Ein typisches Standard-Produkt, das Studierenden so angeboten werde, sei die Basisrente, heißt es bei der Verbraucherzentrale. Die auch als „Rürup-Rente“ bekannte Kombination aus Altersvorsorge mit Berufsunfähigkeitsversicherung maximiere vor allem die Provision der Vermittler. Wer so ein Produkt abschließe, müsse oft mindestens 95 Jahre alt werden, um seine Einzahlungen in Form von Renten zurückzuerhalten. Eine vorzeitige Auszahlung des angesparten Kapitals als Gesamtbetrag sei nicht möglich.

Uni Hamburg: Auch „Finanztip“ rät Studierenden von „Rürup“ ab

Fragt man die unabhängigen Experten von „Finanztip“, klingt die Kritik am Rürup-Produkt zwar nicht ganz so harsch. Aber auch sie betonen: „Ein Rürup-Vertrag ist nichts für Jungunternehmer und Studenten!“ Ob ein solcher Vertrag später mal infrage kommt, hänge von individuellen Kriterien ab.
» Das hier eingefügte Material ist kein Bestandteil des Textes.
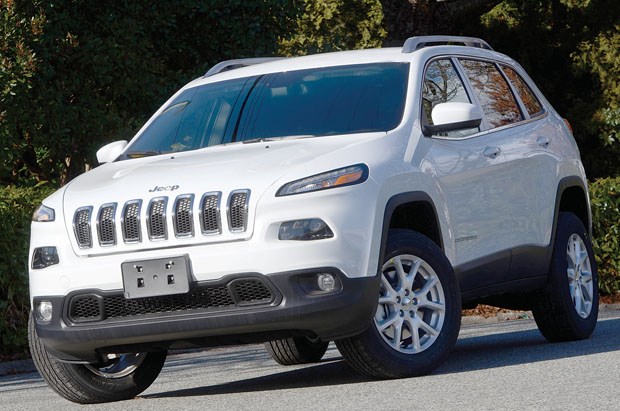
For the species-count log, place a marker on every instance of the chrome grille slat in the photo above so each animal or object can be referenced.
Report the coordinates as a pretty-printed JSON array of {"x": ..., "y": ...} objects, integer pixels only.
[
  {"x": 81, "y": 227},
  {"x": 106, "y": 226},
  {"x": 238, "y": 210},
  {"x": 156, "y": 218},
  {"x": 210, "y": 221},
  {"x": 183, "y": 216},
  {"x": 130, "y": 222}
]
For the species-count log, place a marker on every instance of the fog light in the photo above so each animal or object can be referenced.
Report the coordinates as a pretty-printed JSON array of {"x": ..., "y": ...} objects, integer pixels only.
[
  {"x": 44, "y": 257},
  {"x": 326, "y": 282},
  {"x": 43, "y": 311},
  {"x": 304, "y": 230}
]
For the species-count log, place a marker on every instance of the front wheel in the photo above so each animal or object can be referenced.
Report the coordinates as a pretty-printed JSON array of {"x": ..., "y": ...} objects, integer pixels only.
[
  {"x": 418, "y": 314},
  {"x": 121, "y": 377},
  {"x": 567, "y": 309}
]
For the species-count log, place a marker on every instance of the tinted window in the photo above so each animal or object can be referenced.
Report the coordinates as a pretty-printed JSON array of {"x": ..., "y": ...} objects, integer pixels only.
[
  {"x": 198, "y": 117},
  {"x": 316, "y": 102},
  {"x": 496, "y": 99},
  {"x": 531, "y": 103},
  {"x": 442, "y": 84},
  {"x": 327, "y": 101}
]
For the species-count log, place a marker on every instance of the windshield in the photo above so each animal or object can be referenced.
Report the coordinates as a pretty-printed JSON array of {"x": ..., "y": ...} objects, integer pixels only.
[{"x": 314, "y": 102}]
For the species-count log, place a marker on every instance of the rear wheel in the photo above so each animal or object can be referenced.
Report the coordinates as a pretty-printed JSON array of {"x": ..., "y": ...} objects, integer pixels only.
[
  {"x": 418, "y": 314},
  {"x": 567, "y": 309},
  {"x": 120, "y": 377},
  {"x": 301, "y": 350}
]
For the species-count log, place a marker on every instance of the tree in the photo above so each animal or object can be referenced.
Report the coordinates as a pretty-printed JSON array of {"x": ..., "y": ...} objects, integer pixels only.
[
  {"x": 570, "y": 48},
  {"x": 330, "y": 25},
  {"x": 77, "y": 74}
]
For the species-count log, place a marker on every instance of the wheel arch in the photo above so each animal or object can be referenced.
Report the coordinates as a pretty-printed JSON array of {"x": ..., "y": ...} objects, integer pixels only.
[
  {"x": 415, "y": 211},
  {"x": 572, "y": 196}
]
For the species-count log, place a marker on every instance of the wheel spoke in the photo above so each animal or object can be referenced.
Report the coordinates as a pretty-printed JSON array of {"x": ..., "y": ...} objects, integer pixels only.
[
  {"x": 400, "y": 314},
  {"x": 577, "y": 298},
  {"x": 430, "y": 283},
  {"x": 398, "y": 334},
  {"x": 413, "y": 273},
  {"x": 571, "y": 252},
  {"x": 415, "y": 334},
  {"x": 402, "y": 275},
  {"x": 389, "y": 290},
  {"x": 388, "y": 322},
  {"x": 429, "y": 330},
  {"x": 431, "y": 305},
  {"x": 585, "y": 293}
]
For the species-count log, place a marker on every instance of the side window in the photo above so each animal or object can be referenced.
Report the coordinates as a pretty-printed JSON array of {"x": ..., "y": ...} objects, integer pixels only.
[
  {"x": 442, "y": 84},
  {"x": 531, "y": 103},
  {"x": 496, "y": 99}
]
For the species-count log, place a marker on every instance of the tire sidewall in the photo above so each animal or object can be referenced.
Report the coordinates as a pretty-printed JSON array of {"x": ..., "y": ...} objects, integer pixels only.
[
  {"x": 119, "y": 388},
  {"x": 569, "y": 224},
  {"x": 400, "y": 364}
]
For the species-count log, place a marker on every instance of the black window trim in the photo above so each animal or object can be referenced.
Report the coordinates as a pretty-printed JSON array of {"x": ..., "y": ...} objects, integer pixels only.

Denn „Rürup“ lohne sich vor allem, wenn hohe Einkünfte aus selbstständiger Tätigkeit vorlägen, weil dann hohe Steuervorteile zu erzielen seien. Zudem sollte man sich sicher sein, dass man das Geld bis zur Rente nicht benötigt. Wer plane, eine Immobilie zu kaufen, starte mit dem Vertrag besser erst danach.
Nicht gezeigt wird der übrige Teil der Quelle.